Democrats push for probe into Bush policies

President Barack Obama has been reluctant to probe Bush-era torture and anti-terrorism policies, but his Democratic allies aren't likely to let the matters rest.
"I've always preferred my idea of a commission of inquiry to look at all these issues," Senate Judiciary Committee Chairman Patrick Leahy, D-Vt., said Sunday.
Dianne Feinstein, D-Calif., head of the intelligence committee, suggested that the George W. Bush administration broke the law by concealing a CIA counterterrorism program from Congress.
The Wall Street Journal, anonymously citing former intelligence officials, reported Monday the secret program was a plan to kill or capture al-Qaeda operatives.
The Journal's sources said the plan, which was halted by CIA Director Leon Panetta, was an attempt to carry out a presidential finding authorised in 2001 by President George W. Bush.
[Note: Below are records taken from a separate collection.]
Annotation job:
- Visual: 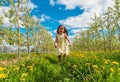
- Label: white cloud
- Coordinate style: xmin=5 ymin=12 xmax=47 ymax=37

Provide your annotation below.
xmin=56 ymin=0 xmax=114 ymax=28
xmin=40 ymin=14 xmax=51 ymax=22
xmin=50 ymin=0 xmax=55 ymax=6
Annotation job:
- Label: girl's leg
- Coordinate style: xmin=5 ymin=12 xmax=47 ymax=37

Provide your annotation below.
xmin=58 ymin=55 xmax=62 ymax=62
xmin=63 ymin=54 xmax=66 ymax=60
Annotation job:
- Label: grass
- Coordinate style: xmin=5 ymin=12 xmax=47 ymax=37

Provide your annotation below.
xmin=0 ymin=51 xmax=120 ymax=82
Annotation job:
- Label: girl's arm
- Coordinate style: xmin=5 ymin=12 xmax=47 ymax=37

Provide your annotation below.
xmin=65 ymin=34 xmax=72 ymax=45
xmin=54 ymin=35 xmax=58 ymax=48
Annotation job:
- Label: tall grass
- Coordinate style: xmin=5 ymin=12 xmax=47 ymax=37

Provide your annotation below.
xmin=0 ymin=51 xmax=120 ymax=82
The Journal said the agency spent money on planning and maybe some training, but it never became fully operational. The plan was highly classified and the CIA has refused to comment on it.
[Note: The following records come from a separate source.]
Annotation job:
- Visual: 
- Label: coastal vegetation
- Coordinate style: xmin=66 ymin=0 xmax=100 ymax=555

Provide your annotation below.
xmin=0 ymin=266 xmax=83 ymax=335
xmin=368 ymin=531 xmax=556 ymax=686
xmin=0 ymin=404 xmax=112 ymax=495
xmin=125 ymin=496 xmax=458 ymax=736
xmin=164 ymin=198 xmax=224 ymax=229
The assertion that Vice President Dick Cheney ordered the program kept secret from Congress came amid word that Attorney General Eric Holder is contemplating opening a criminal probe of possible CIA torture.
A move to appoint a criminal prosecutor is certain to stir partisan bickering that could prove a distraction to Obama's efforts to push ambitious health care and energy reform.
Obama has resisted an effort by congressional Democrats to establish a "truth commission," saying the nation should be "looking forward and not backwards."
Regarding the 8-year-old counterterrorism program, Feinstein said the Bush administration's failure to notify Congress "is a big problem, because the law is very clear."
Congress should investigate the secrecy because "it could be illegal," Democratic Sen. Dick Durbin, D-Ill., said.
According to Feinstein, Panetta told Congress late last month that "he had just learned about the program, described it to us, indicated that he had cancelled it and ... did tell us that he was told that the vice president had ordered that the program not be briefed to the Congress."
"We were kept in the dark. That's something that should never, ever happen again," said Feinstein.